モザイクがかかっていましたので、年齢などはわかりませんでしたが、ナレーションによると高齢者の方たちばかりということでした。
誠心誠意、患者に向き合う医療従事者の姿。
人は誰かのためにこんなにも一生懸命になれるんだ、と深く感動を覚えました。
それを観ながら、大西つねき氏の「命の選択」発言についてまた考えました。
大西氏の考えは優生思想であるとして、炎上し、謝罪したわけですが、やはり彼の真意はそこにはなかったのだろうな、と思うのです。
コロナの重症者の多くは高齢者であると言われています。
もし、重症者が増えた時に、誰にECMOを装着するべきかを選択しなければならない局面に立たされたら、やはり未来のある若者たちに優先的に、という考え方はごく自然に生まれるのではないでしょうか。
だからこそ、「除籍に値する」と切り捨てていい問題ではないのです。
コロナによる命の選択だけでなく、年老いて医療による無理やり生かされる命に対して、疑問視されているにも関わらず、未だに「尊厳死」が尊重されないこの国。
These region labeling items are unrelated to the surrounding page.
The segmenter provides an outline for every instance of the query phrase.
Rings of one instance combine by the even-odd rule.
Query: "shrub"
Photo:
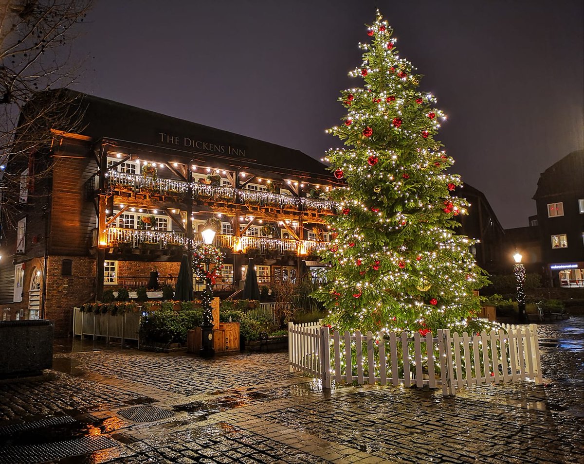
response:
[[[113,290],[111,288],[103,292],[102,295],[102,301],[104,303],[111,303],[115,299],[113,296]]]
[[[118,301],[127,301],[130,299],[130,294],[128,292],[128,289],[127,288],[119,288],[117,291],[117,298],[116,298]]]
[[[162,287],[162,299],[172,299],[175,297],[175,291],[170,285]]]
[[[142,318],[140,337],[148,343],[184,343],[187,331],[200,326],[202,321],[200,308],[175,311],[172,307],[165,306],[159,311],[147,312]]]
[[[136,290],[136,299],[138,301],[148,301],[148,295],[146,293],[145,287],[141,287]]]

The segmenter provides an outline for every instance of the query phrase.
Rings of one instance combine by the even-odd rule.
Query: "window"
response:
[[[233,227],[230,222],[221,223],[221,233],[224,235],[232,235]]]
[[[136,216],[135,214],[122,213],[117,218],[117,226],[123,229],[135,229]]]
[[[70,259],[61,261],[61,275],[72,275],[73,274],[73,261]]]
[[[223,264],[221,276],[224,284],[231,284],[233,282],[233,264]]]
[[[29,201],[29,169],[27,168],[20,174],[20,197],[21,203]]]
[[[565,233],[551,236],[552,248],[568,248],[568,237]]]
[[[270,266],[259,266],[257,268],[258,283],[270,283]]]
[[[14,302],[22,301],[22,288],[25,284],[25,270],[22,264],[14,267]]]
[[[16,229],[16,253],[25,252],[25,243],[26,236],[26,217],[18,221]]]
[[[564,215],[564,203],[548,203],[548,217],[555,218]]]
[[[103,283],[117,285],[117,261],[106,261],[103,268]]]

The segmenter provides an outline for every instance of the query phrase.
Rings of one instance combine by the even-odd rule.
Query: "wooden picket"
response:
[[[503,330],[504,329],[504,330]],[[403,333],[329,334],[320,324],[288,324],[290,369],[333,381],[359,385],[403,383],[442,386],[444,396],[463,386],[527,378],[542,381],[536,327],[505,326],[469,336],[438,330],[420,336]],[[332,335],[332,336],[331,336]],[[425,346],[424,346],[425,344]],[[436,354],[437,352],[437,355]],[[438,356],[437,360],[436,356]]]

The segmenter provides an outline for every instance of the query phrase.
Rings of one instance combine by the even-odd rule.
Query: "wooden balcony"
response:
[[[189,183],[184,181],[148,177],[112,170],[107,172],[107,186],[111,190],[133,196],[142,194],[148,198],[160,198],[178,202],[184,200],[189,187]],[[199,182],[192,182],[190,185],[194,200],[312,211],[322,214],[335,214],[337,210],[336,203],[328,200],[256,191],[226,186],[212,186]]]

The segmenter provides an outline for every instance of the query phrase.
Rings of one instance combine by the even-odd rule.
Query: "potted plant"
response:
[[[276,232],[276,227],[270,222],[266,222],[262,226],[262,235],[268,238],[272,238]]]
[[[221,186],[221,176],[216,172],[211,172],[208,175],[207,180],[209,181],[209,183],[212,186],[215,187],[220,187]]]

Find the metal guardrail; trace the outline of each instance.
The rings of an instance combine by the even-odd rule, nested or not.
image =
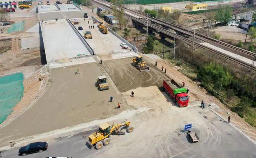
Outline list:
[[[94,20],[96,21],[97,22],[98,22],[99,23],[100,22],[100,21],[99,20],[98,20],[95,17],[94,17],[94,16],[92,16],[92,18],[93,20]],[[138,51],[138,49],[137,49],[137,48],[136,48],[135,47],[133,46],[133,45],[132,45],[131,43],[129,43],[129,42],[128,42],[126,39],[124,39],[123,37],[121,37],[120,35],[119,35],[117,33],[116,33],[114,31],[112,30],[110,28],[108,27],[107,26],[106,26],[108,28],[108,31],[112,33],[112,34],[113,34],[117,38],[118,38],[119,39],[120,39],[121,41],[122,41],[123,42],[124,42],[124,43],[126,43],[126,45],[127,45],[128,46],[130,47],[132,49],[133,49],[133,51],[134,52],[137,53],[137,52]]]

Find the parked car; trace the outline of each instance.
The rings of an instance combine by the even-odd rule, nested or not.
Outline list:
[[[48,144],[46,142],[38,142],[22,146],[19,150],[19,156],[25,156],[35,152],[42,152],[47,150]]]
[[[128,46],[126,43],[122,43],[120,45],[122,47],[128,47]]]
[[[7,23],[7,22],[3,23],[3,26],[7,26],[8,25],[11,25],[11,23]]]

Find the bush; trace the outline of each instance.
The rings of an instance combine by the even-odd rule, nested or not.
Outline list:
[[[181,62],[180,60],[177,61],[177,63],[176,63],[176,65],[177,66],[181,65]]]
[[[214,38],[215,39],[220,39],[220,34],[219,33],[218,34],[216,34],[214,35]]]
[[[239,116],[240,117],[244,118],[244,115],[241,113],[238,113],[238,116]]]

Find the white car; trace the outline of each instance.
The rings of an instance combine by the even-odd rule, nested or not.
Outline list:
[[[126,43],[121,43],[121,47],[128,47],[128,46],[127,45],[126,45]]]

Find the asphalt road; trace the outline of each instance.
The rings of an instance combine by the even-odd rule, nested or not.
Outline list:
[[[172,122],[168,124],[162,122],[152,125],[151,128],[148,124],[152,125],[155,118],[146,119],[144,121],[142,121],[138,119],[141,116],[136,116],[133,120],[135,129],[132,133],[126,133],[123,136],[112,135],[109,145],[103,146],[100,150],[87,146],[81,133],[48,142],[47,150],[28,155],[25,157],[69,156],[78,158],[111,157],[114,155],[129,158],[256,157],[256,146],[213,113],[206,109],[202,112],[198,107],[186,110],[196,111],[194,114],[199,116],[206,123],[193,124],[192,130],[197,131],[200,139],[197,143],[191,143],[186,133],[182,132],[182,128],[174,131],[165,131],[162,134],[156,135],[152,129],[156,128],[155,131],[162,132],[160,127],[165,125],[164,128],[168,128],[172,125]],[[182,114],[179,115],[183,117]],[[148,129],[145,130],[146,127]],[[142,133],[142,129],[144,130],[144,133]],[[140,146],[140,144],[143,145]],[[16,148],[3,151],[2,158],[19,157],[18,149]]]

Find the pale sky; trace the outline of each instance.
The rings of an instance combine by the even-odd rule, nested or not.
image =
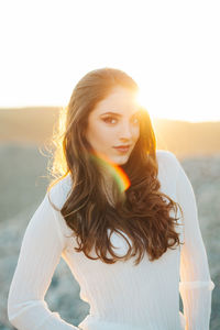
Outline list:
[[[219,18],[219,0],[1,0],[0,108],[65,106],[108,66],[152,118],[220,120]]]

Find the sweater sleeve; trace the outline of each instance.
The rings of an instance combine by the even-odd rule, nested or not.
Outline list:
[[[77,330],[48,309],[44,296],[65,249],[48,193],[31,218],[8,296],[8,318],[20,330]]]
[[[184,213],[184,245],[180,252],[179,293],[186,320],[185,330],[209,330],[211,294],[215,284],[202,241],[195,193],[178,162],[177,201]]]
死生観についてタブー視せず、「生かさず、殺さず」の高齢者医療に対してコロナに対峙している今こそ考えてみたいと思うのです。
寝たきり老人がいないと言われるスウェーデン。
むやみやたらに海外と比較して日本はダメだということは言いたくないのですが、高齢者社会でありながら寝たきり老人がいないというスウェーデンモデルについては学ぶべきものがあるのでしょう。
「死なせない医療」ではなく、より良く生きてより良い最期を迎えるために。
医療はそうあってほしいと願っているのは、私だけでなく多くの人の思いなのではないでしょうか。